Extreme Anti-Choice Measure Voted Down in Senate

The Senate today voted down a restrictive anti-choice amendment to health care reform legislation. The amendment, which would have prohibited health insurance plans that participate in the new exchange from providing full reproductive health benefits to millions of American women, was modeled on language in the House bill proposed by Representatives Bart Stupak and Joseph Pitts.

"The Senate was right to turn down this extremely restrictive language," said Michael B. Keegan, President of People For the American Way. "One of the principles for reform laid out by President Obama was that if you like your health care, you’ll be able to keep it. This amendment would have done the opposite. Millions of women who already have comprehensive reproductive health care would have lost it. Today’s vote is a strong signal that anti-choice language has no place in this bill."
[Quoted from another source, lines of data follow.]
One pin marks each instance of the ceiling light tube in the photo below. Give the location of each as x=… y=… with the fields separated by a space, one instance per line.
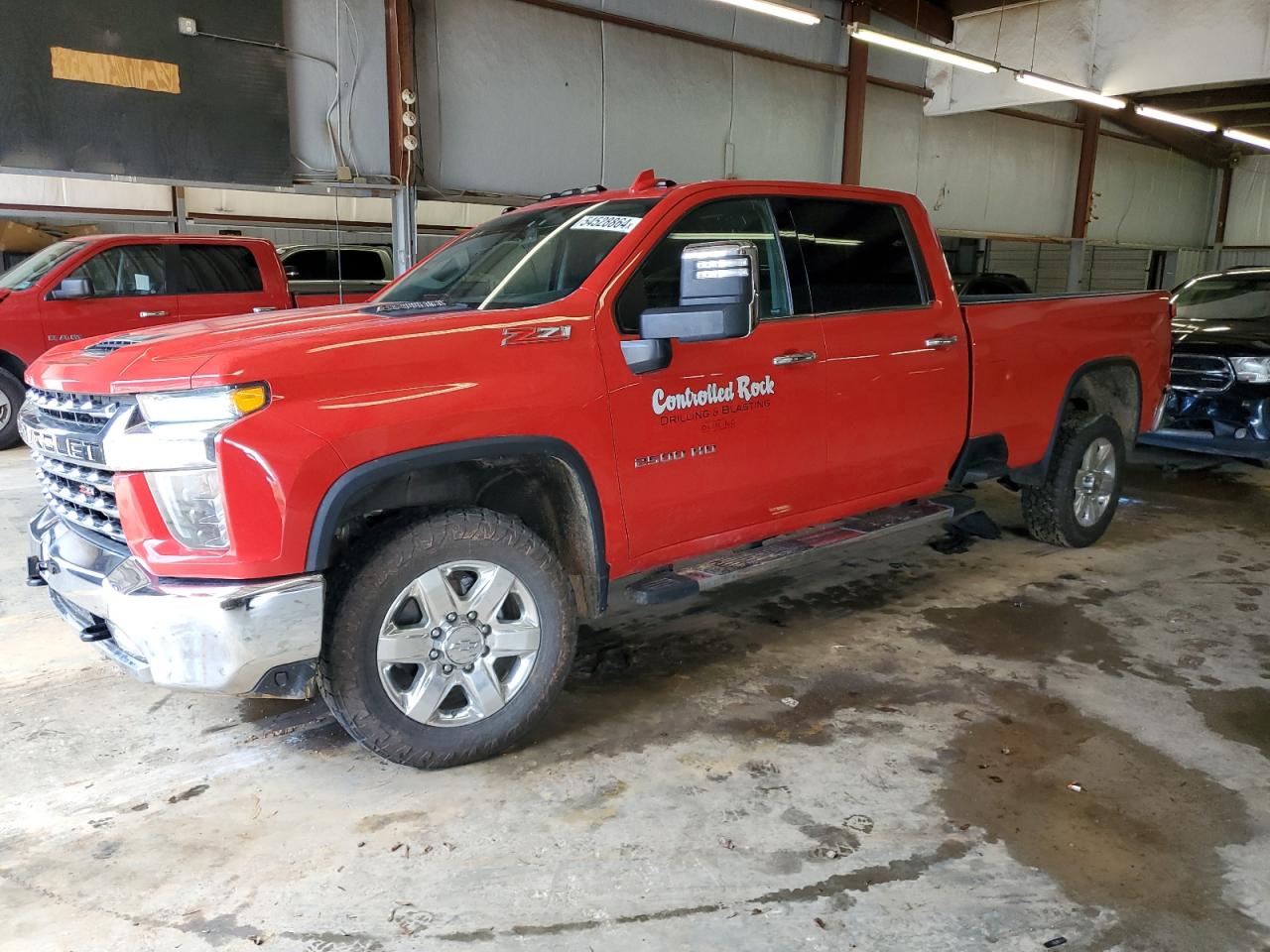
x=1070 y=90
x=1241 y=136
x=774 y=8
x=931 y=51
x=1175 y=118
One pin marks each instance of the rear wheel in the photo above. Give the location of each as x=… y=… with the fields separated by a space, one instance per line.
x=1079 y=499
x=449 y=640
x=10 y=399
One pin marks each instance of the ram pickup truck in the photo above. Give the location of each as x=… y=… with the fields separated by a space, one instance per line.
x=98 y=285
x=407 y=504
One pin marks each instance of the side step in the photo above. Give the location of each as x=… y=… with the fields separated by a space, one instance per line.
x=719 y=570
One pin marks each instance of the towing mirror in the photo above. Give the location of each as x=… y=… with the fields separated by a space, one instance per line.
x=717 y=299
x=71 y=289
x=716 y=296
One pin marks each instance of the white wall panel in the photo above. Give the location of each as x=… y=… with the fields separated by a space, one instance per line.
x=1150 y=195
x=511 y=96
x=89 y=193
x=998 y=175
x=1248 y=220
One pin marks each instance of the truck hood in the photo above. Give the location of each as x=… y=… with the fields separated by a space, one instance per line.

"The language of the Stupak Amendment is outrageous," said Kathleen Turner, board member of the affiliated People For the American Way Foundation. "I’m glad that the Senate stood up so powerfully to right-wing activists who want to hold health care reform hostage. But this is just the first hurdle. Anti-choice leaders are working hard to restrict women’s health care options. Everyone who cares about health care reform and reproductive freedom should continue pushing their elected officials to oppose restrictive anti-choice language in the health care bill."